Fair View

In the 1870 census of Livingston County we find the first evidence of Myron West living in Brighton Township.  He is working for Hiram Nichols who has 120 acres in Section 35, SE ¼ (The present side of Brighton Hospital.  The house, which formed the nucleus of the hospital was moved to its present location from a site much closer to the Grand River Trial.)

By 1895 West owns 80 acres about one mile north, FAIR VIEW, Section 26, N ½ SE ¼.  Robert Edgar, from Ireland and wife, Nancy Whalen, of Livingston County, N.Y., had purchased this 80 acres from the U.S. government by 1835.  One notes a house on the site on the 1859 atlas.  (it’s likely the lumber was sawed at the nearby Woodruff Mill on Pleasant Valley Rod.) In 1879 this was transferred by Robert, who died the next year, to his 24 year old son Emery.  His widowed sister, Mathilda Hudson, and her three children are living there, as is his 71 year old mother Nancy.  At this time Emery is farming.  It would appear brother Walter (wife Sarah and one year old Margery) are probably living in the smaller of the two houses, just south of the larger.  All are dependent on the farm.

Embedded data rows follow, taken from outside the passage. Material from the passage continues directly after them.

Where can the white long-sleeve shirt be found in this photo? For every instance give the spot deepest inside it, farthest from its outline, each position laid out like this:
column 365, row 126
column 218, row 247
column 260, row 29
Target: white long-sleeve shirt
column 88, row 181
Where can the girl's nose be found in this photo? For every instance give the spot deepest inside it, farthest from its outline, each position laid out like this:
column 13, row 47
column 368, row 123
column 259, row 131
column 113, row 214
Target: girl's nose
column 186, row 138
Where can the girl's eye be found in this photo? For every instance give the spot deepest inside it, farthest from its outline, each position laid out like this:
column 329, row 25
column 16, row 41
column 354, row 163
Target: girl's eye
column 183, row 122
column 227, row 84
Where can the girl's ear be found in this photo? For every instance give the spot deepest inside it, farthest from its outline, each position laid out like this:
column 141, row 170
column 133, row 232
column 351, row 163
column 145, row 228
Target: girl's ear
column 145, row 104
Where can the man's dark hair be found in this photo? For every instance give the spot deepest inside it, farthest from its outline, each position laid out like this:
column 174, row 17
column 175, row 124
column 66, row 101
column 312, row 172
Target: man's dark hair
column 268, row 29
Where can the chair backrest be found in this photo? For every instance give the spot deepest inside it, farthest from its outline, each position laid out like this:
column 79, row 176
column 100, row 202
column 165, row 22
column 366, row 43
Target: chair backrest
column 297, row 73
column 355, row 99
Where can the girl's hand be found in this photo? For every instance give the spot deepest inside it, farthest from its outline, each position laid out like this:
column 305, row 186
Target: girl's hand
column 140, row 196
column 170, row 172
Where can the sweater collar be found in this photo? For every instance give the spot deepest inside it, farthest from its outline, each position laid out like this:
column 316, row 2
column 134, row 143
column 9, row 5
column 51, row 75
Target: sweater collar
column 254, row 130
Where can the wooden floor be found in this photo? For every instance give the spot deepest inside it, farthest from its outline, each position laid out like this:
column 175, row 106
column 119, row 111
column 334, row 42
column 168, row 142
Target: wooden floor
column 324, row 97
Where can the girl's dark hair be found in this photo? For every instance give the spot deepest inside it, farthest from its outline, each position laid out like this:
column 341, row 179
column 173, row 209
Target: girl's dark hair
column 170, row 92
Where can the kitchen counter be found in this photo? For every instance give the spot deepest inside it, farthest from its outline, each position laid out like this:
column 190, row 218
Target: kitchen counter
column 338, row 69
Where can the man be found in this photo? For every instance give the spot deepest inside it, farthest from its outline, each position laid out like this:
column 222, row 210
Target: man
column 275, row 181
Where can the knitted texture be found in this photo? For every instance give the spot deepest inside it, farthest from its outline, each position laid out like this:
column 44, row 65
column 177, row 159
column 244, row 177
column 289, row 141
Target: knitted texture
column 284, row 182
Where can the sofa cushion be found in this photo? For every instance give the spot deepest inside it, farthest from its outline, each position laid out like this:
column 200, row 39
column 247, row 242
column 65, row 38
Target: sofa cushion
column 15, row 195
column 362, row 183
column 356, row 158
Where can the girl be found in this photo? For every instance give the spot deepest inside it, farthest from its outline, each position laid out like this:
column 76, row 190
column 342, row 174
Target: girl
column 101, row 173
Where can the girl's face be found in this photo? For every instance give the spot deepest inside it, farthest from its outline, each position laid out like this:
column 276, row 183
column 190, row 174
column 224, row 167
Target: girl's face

Myron West, born in Farmington February 12, 1851, was the second of five brothers.  By the time he is recorded as the owner of  this 80 acre farm, he had married Katie V. Ferguson, a neighbor’s daughter, January 5, 1881.  He did general farming, raising grain and livestock.  When the milk factory was established in Brighton, he as many others, switched to dairy farming.

Their only child, Carrie Viola, married Rufus Darlington Christmas Eve, 1913, and lived in the smaller house until after her mother’s death in 1935.  Carrie was still on that farm well into the 3rd quarter of the 20th century.  The present barn is not the original.  That burned in c. 1930 as a result of Carrie’s son, Vern, playing with matches.

Myron, who died in 1923, Katie, Carrie and Rufus are buried in the Kensington Cemetery as are Robert and Nancy Edgar.  The small house is presently in a state of disrepair.  The larger appears to have been undergoing repairs for some time.

Compiled by Marieanna Bair from “Early Land Owners and Settlers” & obituaries by Milton Charboneau; Early census records, atlases and interview of Herb Warner.